In this class, we will focus on perfect information games, without an element of chance (though the text contains some discussion of games of chance).
Max is the computer; he is trying to maximize the score. Min is the adversary; he is trying to minimize the score.
If this were non-adversarial, all Max would have to do is search for a sequence of moves that leads to a terminal state that is a winner, and then go ahead and make the first move. But, since there is an adversary, we have to find a strategy that will optimize the value for one player.
Partial Search Tree for Tic-Tac-Toe (with
the computer=Max=X).
This is the best possible outcome that the player at the top node can expect. The intermediate backed-up values show the expected play that this is based on.

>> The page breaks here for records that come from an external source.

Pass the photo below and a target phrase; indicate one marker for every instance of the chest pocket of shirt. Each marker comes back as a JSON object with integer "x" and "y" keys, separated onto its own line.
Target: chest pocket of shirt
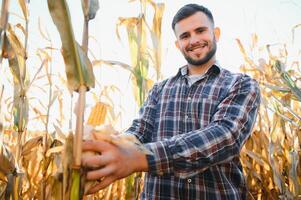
{"x": 205, "y": 108}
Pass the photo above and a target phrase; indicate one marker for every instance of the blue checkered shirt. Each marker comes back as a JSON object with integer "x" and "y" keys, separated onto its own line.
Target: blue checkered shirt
{"x": 196, "y": 133}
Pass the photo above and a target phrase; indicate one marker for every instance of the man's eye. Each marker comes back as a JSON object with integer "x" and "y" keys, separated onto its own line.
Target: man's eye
{"x": 184, "y": 36}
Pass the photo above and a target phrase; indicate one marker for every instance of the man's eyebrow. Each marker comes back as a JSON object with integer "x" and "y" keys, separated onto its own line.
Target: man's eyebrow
{"x": 202, "y": 28}
{"x": 183, "y": 34}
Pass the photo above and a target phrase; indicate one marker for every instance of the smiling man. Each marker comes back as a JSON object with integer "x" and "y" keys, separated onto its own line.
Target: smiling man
{"x": 194, "y": 123}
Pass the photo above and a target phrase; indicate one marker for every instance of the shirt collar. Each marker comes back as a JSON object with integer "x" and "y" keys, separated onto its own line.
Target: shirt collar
{"x": 215, "y": 68}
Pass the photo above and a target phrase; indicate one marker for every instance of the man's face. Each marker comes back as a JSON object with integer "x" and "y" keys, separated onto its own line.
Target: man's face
{"x": 196, "y": 38}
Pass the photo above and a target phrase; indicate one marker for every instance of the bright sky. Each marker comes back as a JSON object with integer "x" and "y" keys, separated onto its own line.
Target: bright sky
{"x": 271, "y": 20}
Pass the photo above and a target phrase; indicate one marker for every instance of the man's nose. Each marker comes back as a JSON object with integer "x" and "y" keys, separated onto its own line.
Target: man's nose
{"x": 194, "y": 39}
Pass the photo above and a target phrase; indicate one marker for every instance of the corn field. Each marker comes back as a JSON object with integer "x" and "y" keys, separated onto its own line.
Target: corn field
{"x": 45, "y": 164}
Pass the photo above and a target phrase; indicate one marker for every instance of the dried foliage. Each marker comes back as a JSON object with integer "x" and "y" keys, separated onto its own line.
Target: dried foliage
{"x": 271, "y": 157}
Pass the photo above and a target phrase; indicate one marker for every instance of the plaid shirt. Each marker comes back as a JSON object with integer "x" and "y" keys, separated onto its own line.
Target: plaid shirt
{"x": 196, "y": 133}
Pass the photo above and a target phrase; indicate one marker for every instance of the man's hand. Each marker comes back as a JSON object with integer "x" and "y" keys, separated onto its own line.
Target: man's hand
{"x": 112, "y": 162}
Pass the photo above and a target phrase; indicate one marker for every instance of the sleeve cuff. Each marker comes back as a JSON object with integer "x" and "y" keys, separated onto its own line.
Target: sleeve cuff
{"x": 160, "y": 162}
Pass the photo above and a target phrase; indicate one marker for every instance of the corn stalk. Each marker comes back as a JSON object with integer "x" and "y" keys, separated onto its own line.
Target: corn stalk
{"x": 271, "y": 157}
{"x": 3, "y": 24}
{"x": 79, "y": 74}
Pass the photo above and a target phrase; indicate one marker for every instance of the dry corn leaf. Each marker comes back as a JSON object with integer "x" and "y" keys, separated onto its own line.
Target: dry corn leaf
{"x": 7, "y": 160}
{"x": 98, "y": 114}
{"x": 30, "y": 144}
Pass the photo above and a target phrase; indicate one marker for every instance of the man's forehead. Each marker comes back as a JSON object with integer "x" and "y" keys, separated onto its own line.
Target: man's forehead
{"x": 197, "y": 20}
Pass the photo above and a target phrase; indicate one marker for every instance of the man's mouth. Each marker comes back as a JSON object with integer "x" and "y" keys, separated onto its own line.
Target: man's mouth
{"x": 196, "y": 47}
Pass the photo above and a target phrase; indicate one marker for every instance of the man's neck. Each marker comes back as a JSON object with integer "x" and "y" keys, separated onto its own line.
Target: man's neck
{"x": 200, "y": 69}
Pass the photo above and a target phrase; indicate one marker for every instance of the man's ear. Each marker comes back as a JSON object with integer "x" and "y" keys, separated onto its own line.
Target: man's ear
{"x": 217, "y": 33}
{"x": 177, "y": 44}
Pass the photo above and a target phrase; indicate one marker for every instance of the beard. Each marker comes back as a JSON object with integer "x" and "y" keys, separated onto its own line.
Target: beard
{"x": 205, "y": 59}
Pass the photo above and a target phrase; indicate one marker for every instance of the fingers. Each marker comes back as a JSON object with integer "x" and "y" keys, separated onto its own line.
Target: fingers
{"x": 104, "y": 183}
{"x": 95, "y": 161}
{"x": 100, "y": 173}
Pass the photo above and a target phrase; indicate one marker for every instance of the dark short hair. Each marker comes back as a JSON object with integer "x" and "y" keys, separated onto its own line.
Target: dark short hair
{"x": 188, "y": 10}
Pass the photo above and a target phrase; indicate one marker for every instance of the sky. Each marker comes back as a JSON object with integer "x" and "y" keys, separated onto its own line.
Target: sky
{"x": 271, "y": 20}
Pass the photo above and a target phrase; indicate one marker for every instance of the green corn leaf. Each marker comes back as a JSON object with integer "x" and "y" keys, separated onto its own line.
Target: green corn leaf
{"x": 77, "y": 65}
{"x": 287, "y": 79}
{"x": 90, "y": 8}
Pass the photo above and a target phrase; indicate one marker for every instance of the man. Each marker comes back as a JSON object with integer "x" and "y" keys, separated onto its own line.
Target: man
{"x": 194, "y": 123}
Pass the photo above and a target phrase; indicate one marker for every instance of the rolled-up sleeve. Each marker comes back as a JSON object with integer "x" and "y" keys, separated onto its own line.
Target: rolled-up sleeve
{"x": 187, "y": 154}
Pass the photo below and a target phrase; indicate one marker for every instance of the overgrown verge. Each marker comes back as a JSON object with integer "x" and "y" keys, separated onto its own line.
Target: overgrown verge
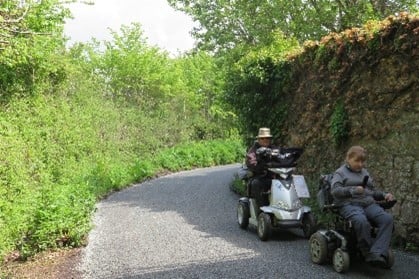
{"x": 60, "y": 153}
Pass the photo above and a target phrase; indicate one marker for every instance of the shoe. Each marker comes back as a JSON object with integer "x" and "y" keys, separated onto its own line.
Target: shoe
{"x": 376, "y": 260}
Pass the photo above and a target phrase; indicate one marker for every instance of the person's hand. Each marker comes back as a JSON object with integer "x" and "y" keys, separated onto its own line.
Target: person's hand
{"x": 359, "y": 190}
{"x": 389, "y": 197}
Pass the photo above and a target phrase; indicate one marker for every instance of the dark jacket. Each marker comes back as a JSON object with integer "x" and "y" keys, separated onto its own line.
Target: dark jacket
{"x": 256, "y": 163}
{"x": 344, "y": 182}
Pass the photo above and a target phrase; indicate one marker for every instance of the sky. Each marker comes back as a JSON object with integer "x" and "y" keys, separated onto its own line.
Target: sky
{"x": 162, "y": 25}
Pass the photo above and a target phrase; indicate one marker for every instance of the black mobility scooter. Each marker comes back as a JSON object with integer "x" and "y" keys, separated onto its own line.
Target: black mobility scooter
{"x": 337, "y": 243}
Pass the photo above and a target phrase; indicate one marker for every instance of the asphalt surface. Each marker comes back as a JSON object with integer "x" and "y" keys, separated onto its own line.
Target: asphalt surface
{"x": 184, "y": 226}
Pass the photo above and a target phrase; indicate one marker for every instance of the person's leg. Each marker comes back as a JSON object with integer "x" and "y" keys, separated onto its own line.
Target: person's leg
{"x": 384, "y": 223}
{"x": 258, "y": 186}
{"x": 361, "y": 226}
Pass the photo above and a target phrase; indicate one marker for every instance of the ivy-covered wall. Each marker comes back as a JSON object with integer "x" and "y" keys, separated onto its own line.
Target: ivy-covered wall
{"x": 361, "y": 87}
{"x": 358, "y": 87}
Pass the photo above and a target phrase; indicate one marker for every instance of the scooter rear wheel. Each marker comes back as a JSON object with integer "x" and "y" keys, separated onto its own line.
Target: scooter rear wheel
{"x": 341, "y": 260}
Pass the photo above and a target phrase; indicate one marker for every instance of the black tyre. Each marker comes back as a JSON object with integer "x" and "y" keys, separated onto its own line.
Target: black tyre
{"x": 390, "y": 259}
{"x": 243, "y": 215}
{"x": 309, "y": 224}
{"x": 264, "y": 226}
{"x": 341, "y": 260}
{"x": 318, "y": 248}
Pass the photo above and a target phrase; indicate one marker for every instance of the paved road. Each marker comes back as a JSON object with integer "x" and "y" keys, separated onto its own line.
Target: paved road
{"x": 184, "y": 226}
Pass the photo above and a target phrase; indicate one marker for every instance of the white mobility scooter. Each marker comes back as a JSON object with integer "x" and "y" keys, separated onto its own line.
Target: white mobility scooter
{"x": 286, "y": 209}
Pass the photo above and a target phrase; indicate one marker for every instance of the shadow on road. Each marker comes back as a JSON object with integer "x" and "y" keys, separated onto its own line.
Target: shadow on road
{"x": 204, "y": 200}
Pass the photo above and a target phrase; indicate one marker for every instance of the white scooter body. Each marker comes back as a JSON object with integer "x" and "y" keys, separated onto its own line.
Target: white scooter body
{"x": 285, "y": 209}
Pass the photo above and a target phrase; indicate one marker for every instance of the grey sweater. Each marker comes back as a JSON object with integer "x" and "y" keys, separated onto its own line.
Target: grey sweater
{"x": 344, "y": 182}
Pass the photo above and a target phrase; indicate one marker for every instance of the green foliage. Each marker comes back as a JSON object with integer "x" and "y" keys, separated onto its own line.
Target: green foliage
{"x": 256, "y": 84}
{"x": 93, "y": 121}
{"x": 339, "y": 124}
{"x": 224, "y": 25}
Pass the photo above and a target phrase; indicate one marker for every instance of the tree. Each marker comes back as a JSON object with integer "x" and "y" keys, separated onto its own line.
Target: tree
{"x": 31, "y": 43}
{"x": 225, "y": 24}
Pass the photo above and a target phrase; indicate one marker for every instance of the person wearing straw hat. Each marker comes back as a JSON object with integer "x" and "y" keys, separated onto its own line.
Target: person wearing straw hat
{"x": 260, "y": 182}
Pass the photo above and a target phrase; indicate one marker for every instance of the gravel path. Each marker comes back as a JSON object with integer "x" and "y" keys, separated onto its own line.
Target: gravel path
{"x": 184, "y": 226}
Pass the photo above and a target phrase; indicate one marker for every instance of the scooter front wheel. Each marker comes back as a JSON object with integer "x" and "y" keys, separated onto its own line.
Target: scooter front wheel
{"x": 264, "y": 226}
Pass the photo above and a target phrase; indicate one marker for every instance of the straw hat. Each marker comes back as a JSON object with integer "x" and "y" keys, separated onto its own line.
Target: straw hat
{"x": 264, "y": 133}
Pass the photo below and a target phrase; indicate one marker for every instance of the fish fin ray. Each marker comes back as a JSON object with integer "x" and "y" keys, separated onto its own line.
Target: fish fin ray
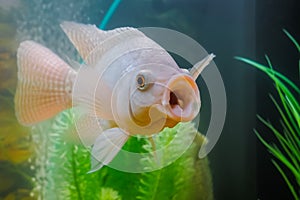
{"x": 44, "y": 84}
{"x": 106, "y": 147}
{"x": 87, "y": 127}
{"x": 200, "y": 66}
{"x": 114, "y": 37}
{"x": 92, "y": 42}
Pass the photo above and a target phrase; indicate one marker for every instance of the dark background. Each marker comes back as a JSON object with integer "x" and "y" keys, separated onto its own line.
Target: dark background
{"x": 241, "y": 165}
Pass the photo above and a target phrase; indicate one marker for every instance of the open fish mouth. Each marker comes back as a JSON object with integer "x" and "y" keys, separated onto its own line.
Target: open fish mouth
{"x": 181, "y": 98}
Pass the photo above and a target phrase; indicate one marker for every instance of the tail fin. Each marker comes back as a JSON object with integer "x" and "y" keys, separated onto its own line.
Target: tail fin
{"x": 44, "y": 84}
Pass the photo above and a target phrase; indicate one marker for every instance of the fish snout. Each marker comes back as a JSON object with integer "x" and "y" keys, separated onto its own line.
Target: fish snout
{"x": 181, "y": 98}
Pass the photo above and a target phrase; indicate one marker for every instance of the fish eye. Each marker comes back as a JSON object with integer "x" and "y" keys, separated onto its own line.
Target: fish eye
{"x": 144, "y": 79}
{"x": 141, "y": 82}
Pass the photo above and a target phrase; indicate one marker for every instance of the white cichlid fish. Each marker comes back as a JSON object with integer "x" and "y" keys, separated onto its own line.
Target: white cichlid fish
{"x": 127, "y": 85}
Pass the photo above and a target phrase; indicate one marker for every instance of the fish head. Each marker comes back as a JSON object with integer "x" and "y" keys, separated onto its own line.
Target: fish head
{"x": 161, "y": 96}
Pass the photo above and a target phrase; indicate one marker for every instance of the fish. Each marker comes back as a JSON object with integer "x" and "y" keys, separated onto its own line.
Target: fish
{"x": 126, "y": 85}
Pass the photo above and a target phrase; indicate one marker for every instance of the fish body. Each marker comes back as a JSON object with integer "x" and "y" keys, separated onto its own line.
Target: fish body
{"x": 127, "y": 85}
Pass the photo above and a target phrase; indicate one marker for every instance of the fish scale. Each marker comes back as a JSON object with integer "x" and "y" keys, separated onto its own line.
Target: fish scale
{"x": 109, "y": 104}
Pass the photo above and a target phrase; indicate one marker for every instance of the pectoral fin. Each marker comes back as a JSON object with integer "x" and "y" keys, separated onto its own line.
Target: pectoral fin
{"x": 200, "y": 66}
{"x": 106, "y": 147}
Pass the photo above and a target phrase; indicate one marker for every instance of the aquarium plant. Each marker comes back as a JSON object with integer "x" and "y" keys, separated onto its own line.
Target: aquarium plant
{"x": 286, "y": 150}
{"x": 61, "y": 167}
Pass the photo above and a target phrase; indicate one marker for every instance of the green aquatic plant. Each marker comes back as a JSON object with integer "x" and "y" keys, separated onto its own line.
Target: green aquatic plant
{"x": 62, "y": 166}
{"x": 287, "y": 149}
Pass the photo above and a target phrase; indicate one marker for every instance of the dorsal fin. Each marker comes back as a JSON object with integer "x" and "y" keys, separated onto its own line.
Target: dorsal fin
{"x": 86, "y": 38}
{"x": 117, "y": 36}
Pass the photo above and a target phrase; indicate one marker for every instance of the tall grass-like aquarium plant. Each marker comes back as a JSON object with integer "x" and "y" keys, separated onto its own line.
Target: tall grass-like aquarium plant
{"x": 286, "y": 150}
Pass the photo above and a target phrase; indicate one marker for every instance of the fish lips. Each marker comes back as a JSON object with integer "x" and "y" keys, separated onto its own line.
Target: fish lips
{"x": 181, "y": 98}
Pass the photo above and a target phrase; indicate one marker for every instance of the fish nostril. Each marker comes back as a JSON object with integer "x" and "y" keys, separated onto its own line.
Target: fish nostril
{"x": 173, "y": 99}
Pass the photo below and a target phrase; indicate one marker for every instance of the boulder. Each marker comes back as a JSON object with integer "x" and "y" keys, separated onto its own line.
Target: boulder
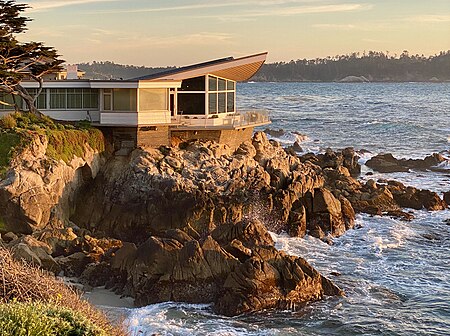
{"x": 387, "y": 163}
{"x": 447, "y": 197}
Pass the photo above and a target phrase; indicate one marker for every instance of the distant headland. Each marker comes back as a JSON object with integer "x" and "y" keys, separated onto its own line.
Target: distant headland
{"x": 369, "y": 66}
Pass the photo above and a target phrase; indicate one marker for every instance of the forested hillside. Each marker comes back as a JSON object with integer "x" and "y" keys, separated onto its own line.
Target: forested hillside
{"x": 371, "y": 66}
{"x": 111, "y": 70}
{"x": 374, "y": 66}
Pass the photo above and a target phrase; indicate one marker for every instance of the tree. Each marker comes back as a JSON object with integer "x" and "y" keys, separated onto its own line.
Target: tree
{"x": 18, "y": 60}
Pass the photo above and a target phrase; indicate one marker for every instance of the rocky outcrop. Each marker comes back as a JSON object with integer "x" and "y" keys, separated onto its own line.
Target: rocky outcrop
{"x": 387, "y": 163}
{"x": 39, "y": 191}
{"x": 191, "y": 223}
{"x": 237, "y": 267}
{"x": 200, "y": 187}
{"x": 447, "y": 197}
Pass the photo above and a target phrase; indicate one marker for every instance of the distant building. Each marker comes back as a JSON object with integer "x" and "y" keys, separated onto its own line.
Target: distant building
{"x": 192, "y": 102}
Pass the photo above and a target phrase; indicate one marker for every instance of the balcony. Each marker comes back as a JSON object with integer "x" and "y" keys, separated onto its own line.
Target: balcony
{"x": 223, "y": 121}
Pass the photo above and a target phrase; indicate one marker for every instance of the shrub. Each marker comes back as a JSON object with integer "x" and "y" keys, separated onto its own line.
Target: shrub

Minimax assumes that its opponent is playing by minimax as well; that is, it does not take into account "traps", or positions in which an imperfect player might make a mistake. Thus minimax might not feel like a very natural player.
Evaluation Functions: If we can't go to the bottom of the tree, we can evaluate a heuristic (the "evaluation function") on intermediate positions. A good evaluation function can be worth several levels of look-ahead.
Q = 9 R = 5 B = 3 Kn = 3 P = 1
Evaluation function - corners are very good, next to corner is bad. Next to corner becomes good, once the corner is taken. Etc.
An evaluation function of this sort can make a mere 3-ply lookahead into a very strong player.
The performance of a game is extremely dependent on the quality of the evaluation function. There is a tradeoff between time costs and accuracy of the evaluation function.
Many game-playing programs use weighted linear evaluation functions:
w1*f1 + w2*f2 + ... + wn*fn
E.g., for chess:
"material" evaluation function:
9*(#WQ - #BQ) + 5*(#WR - #BR) + 3*(#WB - #BB) + 3*(#WK - #BK) + (#WP - #BP)
To construct this type of function, first pick the features, and then
adjust the weights until the program plays well. You can adjust the weights
automatically by having the program play lots of games against itself ("reinforcement
learning").
Perform minimax as above, but instead of evaluating payoff when
the game is done, apply the evaluation function when a set depth has been
reached.
Backup as usual.
Quiescence - if the value of positions are volatile, then a cutoff at a particular point could be misleading. One solution: examine tree just below best apparent move to make sure nothing bad happens. If something bad does happen, we can do partial secondary searches beneath our other alternatives. Too expensive to extend search all another ply, but we can do it selectively.
Horizon effect - there may be a terrible threat a few ply further down
Alpha-beta minimax algorithm:
inputs:
-- node, current node being explored
-- alpha, the best score for max along the path to node
-- beta, the best score for min along the path to node
return: minimax value of node
function maxValue (node,alpha,beta,depth)
-- if cutoffTest(node.state,depth) then
-- -- return h(node.state)
-- for each s in successors(node.state) do
-- -- val = minValue(s,alpha,beta,depth+1)
-- -- alpha := max (alpha,val)
-- -- if alpha >= beta then return beta
-- return alpha
function minValue (node,alpha,beta,depth)
-- if cutoffTest(node.state,depth) then
-- -- return h(node.state)
-- for each s in successors(node.state) do
-- -- val = maxValue(s,alpha,beta,depth+1)
-- -- beta := min(beta,val)
-- -- if beta =< alpha then return alpha
-- return beta
Initial call, from a Max node:
maxValue(state,alpha=-infinity,beta=+infinity,0)
Max is called for max nodes.
Min is called for min nodes.
maxv(state, alpha, beta):
alpha is the best max can do, considering the successors of state that
have been explored so far.
beta is the beta value of state's parent.
minv(state, alpha, beta):
beta is the best min can do, considering the successors of state that
have been explored so far.
alpha is the alpha value of state's parent.